# Brooks Garden Center Review



## CPT BJ (Oct 30, 2010)

bVisited Brooks Garden Centre (formally the Mill) in Chesterfield, They carry a large range of products for mammals and Birds with a couple of Pet Macaws which greet you as you enter the shop, they had Budgies and Cockateils to buy as well as Rabbits, Guinea Pigs, mice etc

Futher along they have a joined Aquatic and Reptile section
A massive range of Reptiles, probably the best stocked Reptile store in a long time and they had just had a new delivery fresh from Hamm. Highlights were Java Reticulated Pythons, the biggest Horned Frogs ive ever seen, bigger than my palm. Golden Tegu, Red Eyed Tree Frogs, Panther Chameleon, Nile and Bosc Monitors, tons of Royal Morphs and various Tortoises.

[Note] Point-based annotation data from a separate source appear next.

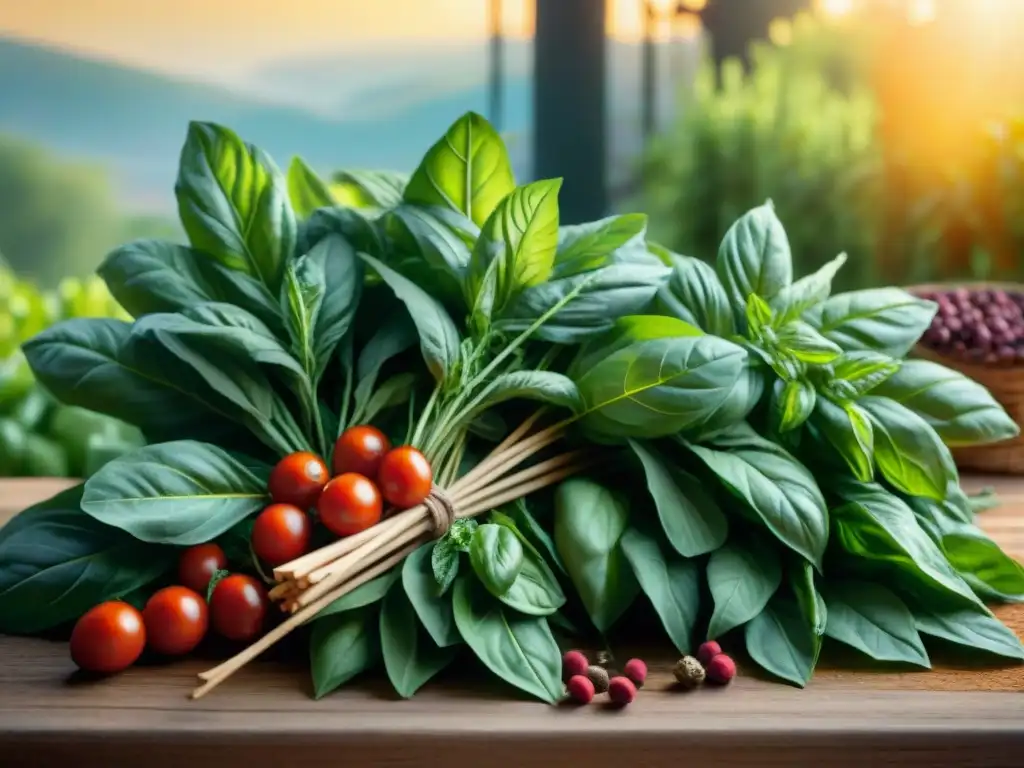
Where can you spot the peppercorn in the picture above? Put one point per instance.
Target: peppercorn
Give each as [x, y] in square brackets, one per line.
[721, 669]
[636, 671]
[581, 689]
[599, 677]
[622, 690]
[689, 673]
[708, 651]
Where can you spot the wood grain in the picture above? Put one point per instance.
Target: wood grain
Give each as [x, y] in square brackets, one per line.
[265, 716]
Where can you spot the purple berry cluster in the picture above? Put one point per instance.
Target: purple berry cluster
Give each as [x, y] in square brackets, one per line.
[980, 326]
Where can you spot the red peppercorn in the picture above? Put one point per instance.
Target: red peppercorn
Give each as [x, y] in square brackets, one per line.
[581, 689]
[573, 663]
[636, 671]
[708, 651]
[622, 690]
[721, 669]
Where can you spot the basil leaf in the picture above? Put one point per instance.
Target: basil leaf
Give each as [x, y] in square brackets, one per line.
[411, 658]
[341, 646]
[671, 584]
[659, 387]
[589, 522]
[772, 483]
[467, 170]
[741, 581]
[882, 320]
[693, 293]
[906, 451]
[961, 411]
[869, 617]
[438, 336]
[426, 596]
[56, 562]
[520, 650]
[692, 521]
[181, 493]
[233, 204]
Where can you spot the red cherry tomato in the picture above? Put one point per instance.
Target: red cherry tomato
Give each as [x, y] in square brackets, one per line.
[175, 619]
[199, 563]
[350, 503]
[359, 450]
[281, 534]
[238, 607]
[406, 477]
[297, 479]
[108, 638]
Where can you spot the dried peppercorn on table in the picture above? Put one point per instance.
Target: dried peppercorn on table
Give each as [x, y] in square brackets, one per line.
[265, 717]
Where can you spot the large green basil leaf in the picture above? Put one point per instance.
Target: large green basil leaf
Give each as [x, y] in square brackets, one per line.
[56, 562]
[882, 320]
[341, 646]
[181, 493]
[741, 580]
[467, 170]
[671, 584]
[233, 204]
[438, 336]
[755, 258]
[660, 386]
[589, 522]
[869, 617]
[692, 521]
[519, 649]
[906, 451]
[516, 248]
[772, 483]
[411, 657]
[960, 410]
[694, 293]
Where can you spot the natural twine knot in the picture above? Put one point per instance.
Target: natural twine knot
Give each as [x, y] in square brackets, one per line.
[441, 509]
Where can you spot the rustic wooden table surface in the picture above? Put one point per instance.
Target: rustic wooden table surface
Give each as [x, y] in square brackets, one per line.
[264, 716]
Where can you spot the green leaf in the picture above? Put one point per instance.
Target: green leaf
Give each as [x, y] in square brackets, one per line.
[589, 522]
[341, 646]
[961, 411]
[671, 584]
[467, 170]
[56, 562]
[881, 320]
[772, 483]
[907, 452]
[233, 204]
[521, 650]
[410, 656]
[427, 598]
[660, 386]
[741, 581]
[869, 617]
[692, 521]
[181, 493]
[438, 336]
[755, 257]
[496, 555]
[516, 248]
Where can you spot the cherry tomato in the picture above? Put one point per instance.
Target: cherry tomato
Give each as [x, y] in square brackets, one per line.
[406, 477]
[359, 450]
[297, 479]
[199, 563]
[238, 607]
[175, 619]
[350, 503]
[108, 638]
[281, 534]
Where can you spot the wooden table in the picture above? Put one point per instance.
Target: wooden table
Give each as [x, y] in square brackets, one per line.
[264, 716]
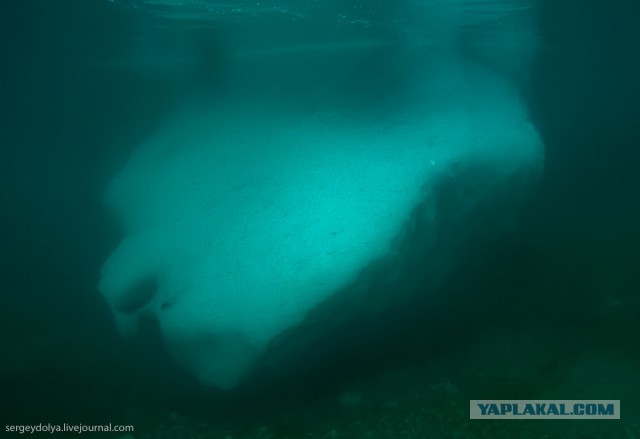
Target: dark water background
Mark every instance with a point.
(573, 267)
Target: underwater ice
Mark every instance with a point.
(241, 218)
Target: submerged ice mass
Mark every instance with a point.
(241, 217)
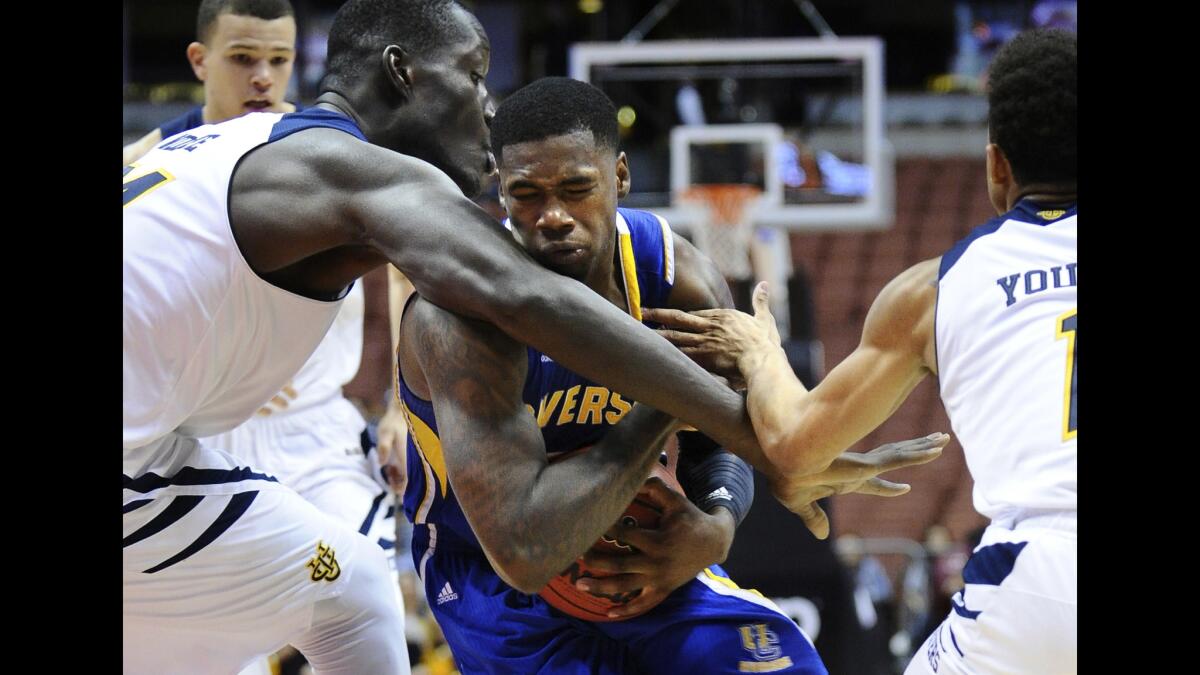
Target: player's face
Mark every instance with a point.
(245, 65)
(453, 111)
(561, 193)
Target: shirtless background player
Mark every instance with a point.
(309, 435)
(495, 521)
(1003, 346)
(244, 53)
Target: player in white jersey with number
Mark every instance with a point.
(239, 243)
(995, 318)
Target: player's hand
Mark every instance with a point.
(855, 472)
(393, 436)
(720, 339)
(685, 542)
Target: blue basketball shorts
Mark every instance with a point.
(708, 625)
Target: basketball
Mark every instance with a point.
(561, 591)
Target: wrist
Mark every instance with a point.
(755, 358)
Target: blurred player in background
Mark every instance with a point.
(244, 53)
(495, 521)
(995, 318)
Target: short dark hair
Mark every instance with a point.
(553, 106)
(1032, 106)
(265, 10)
(363, 28)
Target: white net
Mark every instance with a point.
(725, 232)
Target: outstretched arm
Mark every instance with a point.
(321, 190)
(803, 431)
(532, 518)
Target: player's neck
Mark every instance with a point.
(339, 103)
(1043, 193)
(606, 280)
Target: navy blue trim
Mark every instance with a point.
(178, 508)
(370, 518)
(192, 476)
(233, 511)
(954, 640)
(313, 118)
(991, 563)
(366, 440)
(959, 603)
(1024, 211)
(133, 506)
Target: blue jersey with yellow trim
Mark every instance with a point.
(570, 410)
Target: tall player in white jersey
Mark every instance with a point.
(995, 320)
(239, 243)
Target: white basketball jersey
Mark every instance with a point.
(205, 341)
(1006, 330)
(335, 363)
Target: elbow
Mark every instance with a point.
(793, 454)
(521, 571)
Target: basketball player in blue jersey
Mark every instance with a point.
(995, 320)
(495, 521)
(244, 53)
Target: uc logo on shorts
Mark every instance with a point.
(324, 563)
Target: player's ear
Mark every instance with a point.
(622, 175)
(397, 67)
(999, 169)
(196, 54)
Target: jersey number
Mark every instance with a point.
(138, 184)
(1066, 329)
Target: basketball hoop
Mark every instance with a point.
(725, 234)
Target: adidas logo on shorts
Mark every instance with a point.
(720, 494)
(447, 595)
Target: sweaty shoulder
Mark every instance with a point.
(311, 190)
(903, 315)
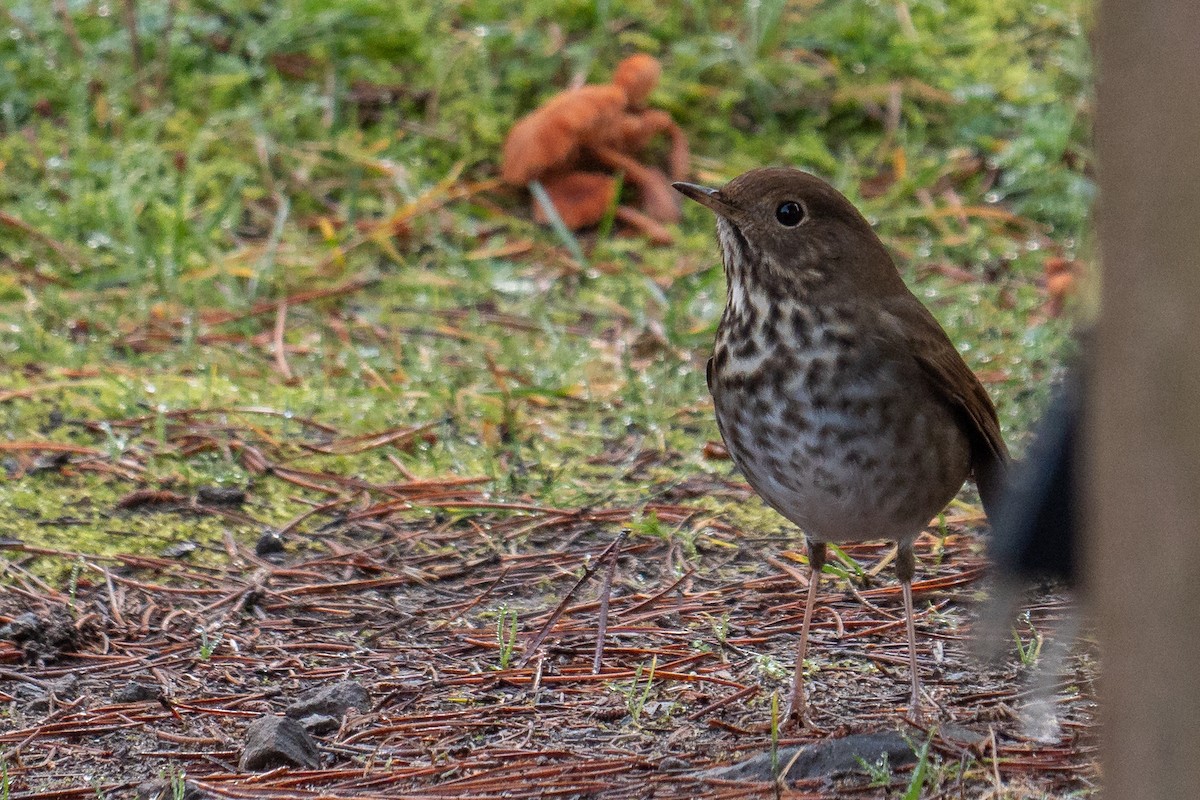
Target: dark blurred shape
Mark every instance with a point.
(1035, 534)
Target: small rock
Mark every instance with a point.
(319, 723)
(168, 791)
(822, 758)
(136, 692)
(180, 549)
(277, 741)
(221, 495)
(333, 701)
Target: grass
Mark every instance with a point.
(321, 175)
(241, 164)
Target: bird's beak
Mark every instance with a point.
(706, 197)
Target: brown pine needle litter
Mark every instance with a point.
(472, 621)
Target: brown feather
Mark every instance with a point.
(952, 379)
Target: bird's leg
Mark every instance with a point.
(906, 566)
(798, 710)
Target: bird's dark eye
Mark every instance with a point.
(790, 214)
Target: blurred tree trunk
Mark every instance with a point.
(1144, 559)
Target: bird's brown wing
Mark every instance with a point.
(952, 379)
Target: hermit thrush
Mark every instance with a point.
(838, 395)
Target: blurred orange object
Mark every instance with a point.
(1061, 276)
(579, 139)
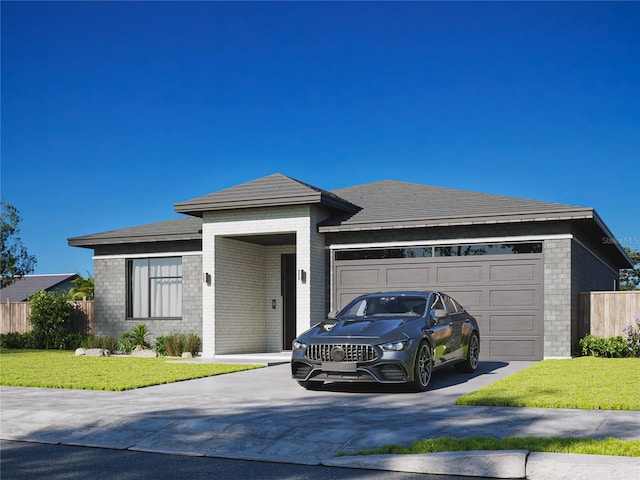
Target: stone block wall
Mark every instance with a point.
(110, 276)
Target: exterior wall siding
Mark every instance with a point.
(589, 273)
(557, 298)
(111, 297)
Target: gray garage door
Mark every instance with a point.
(504, 293)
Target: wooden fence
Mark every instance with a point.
(14, 316)
(605, 314)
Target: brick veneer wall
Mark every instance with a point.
(111, 297)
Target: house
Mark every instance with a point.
(22, 289)
(250, 267)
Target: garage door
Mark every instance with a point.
(503, 292)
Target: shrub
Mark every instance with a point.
(134, 338)
(633, 337)
(610, 347)
(106, 342)
(51, 313)
(35, 341)
(177, 343)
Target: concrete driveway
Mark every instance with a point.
(264, 415)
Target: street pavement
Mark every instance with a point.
(264, 415)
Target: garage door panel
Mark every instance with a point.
(469, 299)
(407, 276)
(512, 273)
(514, 323)
(459, 274)
(356, 277)
(513, 298)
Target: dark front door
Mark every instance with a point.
(288, 291)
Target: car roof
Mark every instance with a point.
(400, 293)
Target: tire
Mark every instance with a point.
(422, 368)
(311, 385)
(470, 364)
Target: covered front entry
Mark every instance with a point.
(288, 289)
(501, 286)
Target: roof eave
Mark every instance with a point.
(92, 242)
(351, 226)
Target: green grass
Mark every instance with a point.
(587, 446)
(586, 383)
(62, 369)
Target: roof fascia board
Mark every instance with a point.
(146, 255)
(88, 242)
(568, 214)
(451, 241)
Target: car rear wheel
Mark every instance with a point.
(311, 385)
(473, 354)
(423, 368)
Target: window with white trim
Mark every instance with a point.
(154, 287)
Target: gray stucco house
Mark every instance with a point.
(250, 267)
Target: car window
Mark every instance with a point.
(437, 303)
(452, 306)
(385, 307)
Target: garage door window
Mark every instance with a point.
(487, 249)
(383, 253)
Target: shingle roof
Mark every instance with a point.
(22, 289)
(394, 204)
(185, 228)
(273, 190)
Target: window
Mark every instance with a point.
(382, 253)
(443, 251)
(488, 249)
(154, 288)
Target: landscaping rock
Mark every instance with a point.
(96, 352)
(144, 353)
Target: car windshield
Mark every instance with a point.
(391, 306)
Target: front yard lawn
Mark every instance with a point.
(62, 369)
(586, 382)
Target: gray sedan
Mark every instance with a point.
(388, 337)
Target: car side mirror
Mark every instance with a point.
(438, 313)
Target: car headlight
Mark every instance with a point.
(298, 345)
(396, 346)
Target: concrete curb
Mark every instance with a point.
(509, 464)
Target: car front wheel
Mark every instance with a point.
(423, 367)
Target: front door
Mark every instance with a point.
(288, 292)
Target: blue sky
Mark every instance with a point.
(112, 112)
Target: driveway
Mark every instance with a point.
(264, 415)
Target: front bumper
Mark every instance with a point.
(386, 367)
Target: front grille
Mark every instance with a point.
(341, 353)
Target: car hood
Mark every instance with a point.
(333, 330)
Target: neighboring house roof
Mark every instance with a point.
(273, 190)
(185, 228)
(393, 204)
(22, 289)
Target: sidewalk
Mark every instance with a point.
(264, 415)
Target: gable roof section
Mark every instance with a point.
(185, 228)
(22, 289)
(270, 191)
(394, 204)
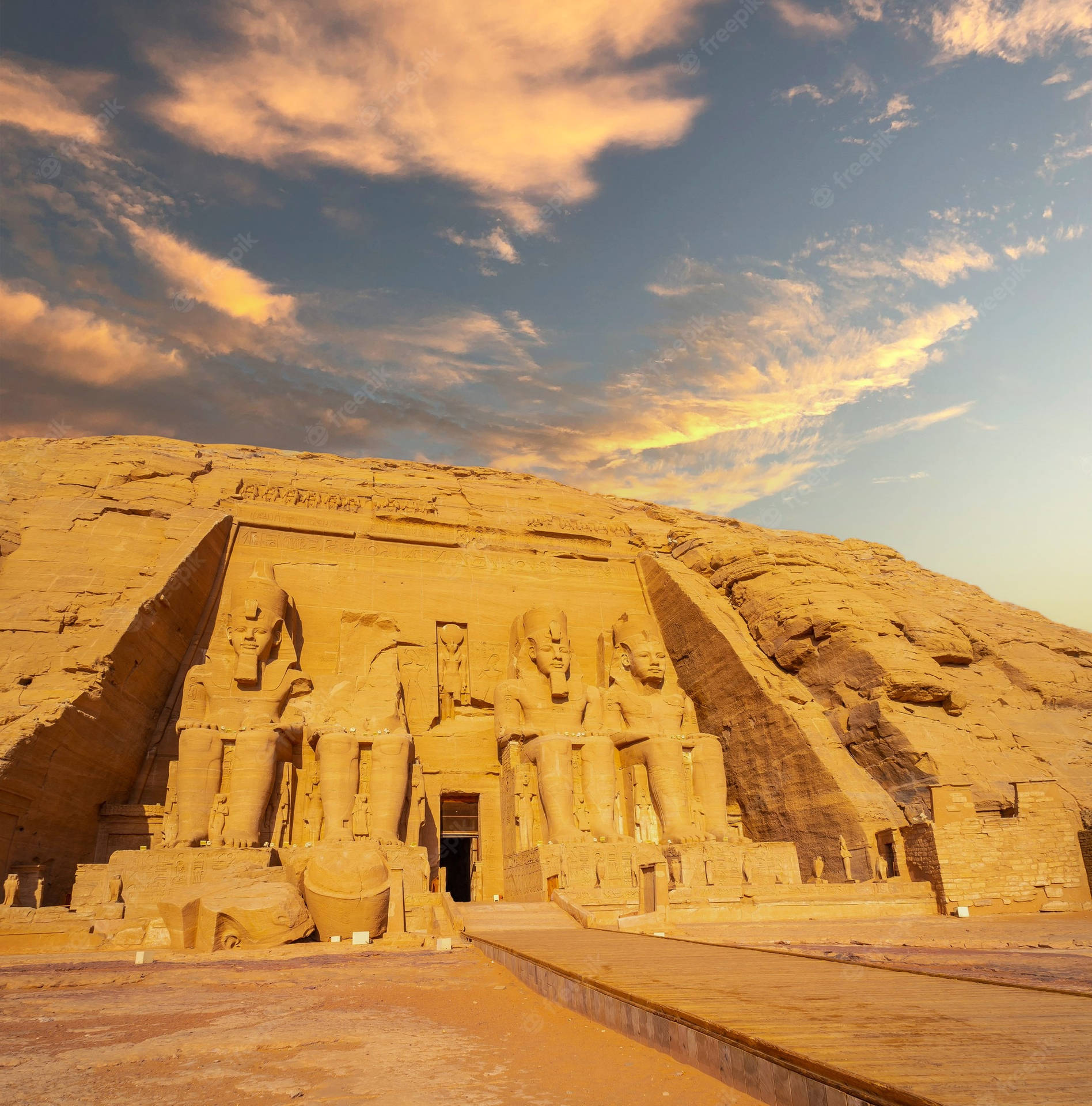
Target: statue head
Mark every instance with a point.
(643, 654)
(258, 611)
(547, 641)
(547, 635)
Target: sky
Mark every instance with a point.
(818, 267)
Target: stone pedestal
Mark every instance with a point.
(147, 876)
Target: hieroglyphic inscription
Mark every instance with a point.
(573, 525)
(287, 496)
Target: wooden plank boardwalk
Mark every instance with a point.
(885, 1037)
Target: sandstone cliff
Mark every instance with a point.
(847, 681)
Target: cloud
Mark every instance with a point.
(870, 10)
(494, 246)
(805, 21)
(945, 258)
(78, 344)
(505, 97)
(1067, 150)
(749, 371)
(49, 100)
(915, 423)
(911, 476)
(1030, 248)
(854, 82)
(215, 281)
(898, 109)
(1028, 29)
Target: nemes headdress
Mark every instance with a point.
(540, 623)
(260, 593)
(545, 623)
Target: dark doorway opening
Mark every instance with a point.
(454, 857)
(459, 844)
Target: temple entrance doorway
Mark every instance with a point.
(459, 851)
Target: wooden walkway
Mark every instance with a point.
(886, 1037)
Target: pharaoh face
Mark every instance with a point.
(647, 661)
(253, 632)
(549, 654)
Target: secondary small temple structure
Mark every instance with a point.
(251, 696)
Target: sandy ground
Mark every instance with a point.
(312, 1024)
(1051, 953)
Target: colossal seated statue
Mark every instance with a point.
(241, 697)
(543, 705)
(654, 724)
(365, 707)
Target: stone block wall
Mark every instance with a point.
(994, 862)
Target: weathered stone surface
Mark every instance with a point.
(845, 684)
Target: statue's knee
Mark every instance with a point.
(197, 745)
(708, 749)
(259, 746)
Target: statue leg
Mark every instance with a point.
(252, 772)
(200, 762)
(390, 760)
(597, 760)
(711, 787)
(663, 758)
(339, 780)
(553, 757)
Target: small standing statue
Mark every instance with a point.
(847, 859)
(313, 806)
(282, 828)
(416, 821)
(218, 817)
(453, 675)
(525, 812)
(170, 824)
(359, 816)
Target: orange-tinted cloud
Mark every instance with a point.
(510, 97)
(217, 281)
(78, 344)
(1030, 28)
(945, 258)
(50, 100)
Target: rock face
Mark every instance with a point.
(871, 713)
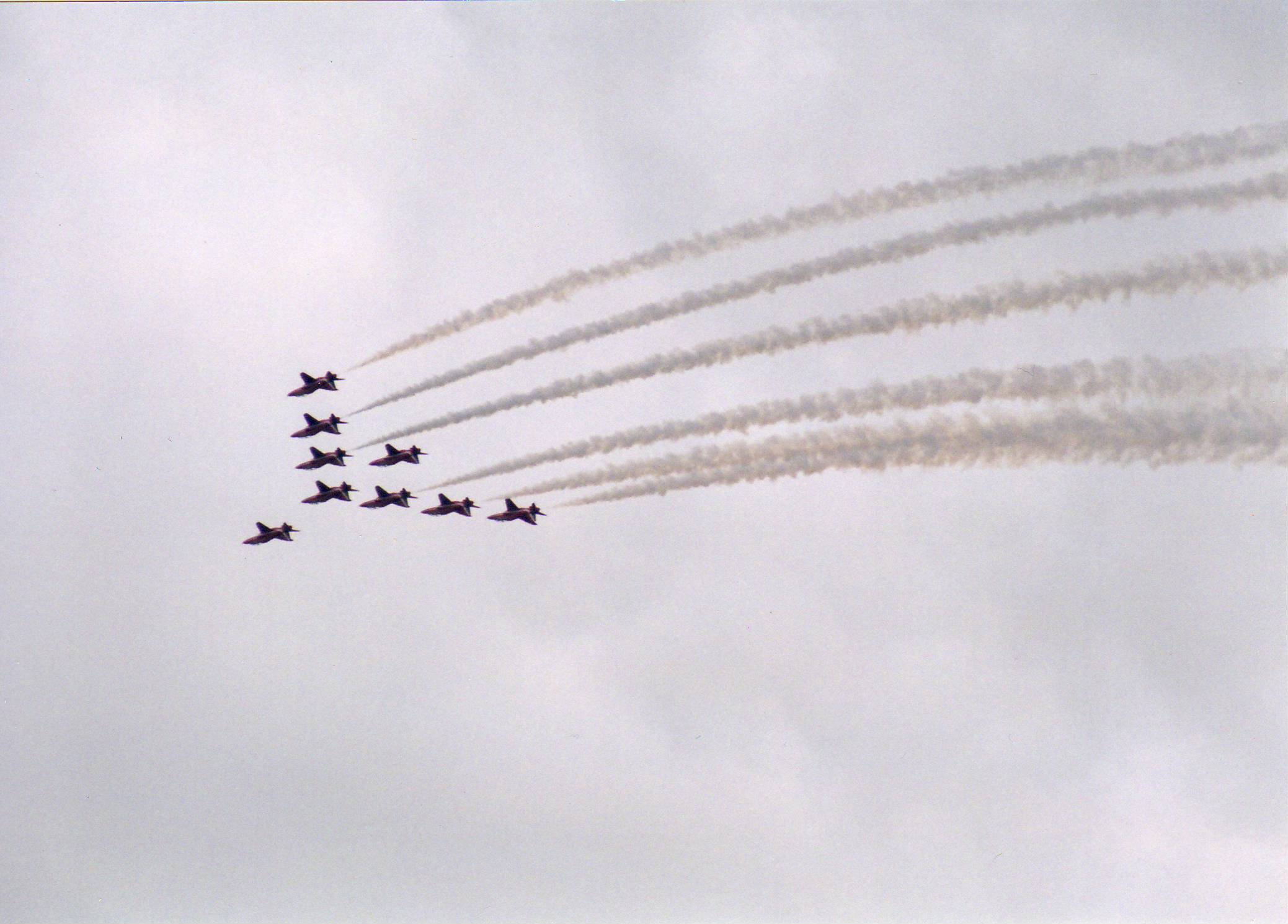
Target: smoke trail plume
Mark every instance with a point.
(1162, 277)
(1119, 205)
(1094, 166)
(1228, 374)
(1238, 433)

In the Aquatic section there were a huge and impressive range of Marines and some quite nice Coldwater fish, in the Tropical side I was in heaven at least 25 species of Corydoras (I got a trio of melanistus) some stunning Discus, lots of rarer Dwarf Cichlids, L Number Plecs, rarer species of Synodontis, Swell Dwellers, Reeves Turtles, a fantastic range of communal tetras and Barbs

All the tanks looked clean and prices were spot on! Wasn't quite as good as I remember from many years ago but definitely worth a visit


----------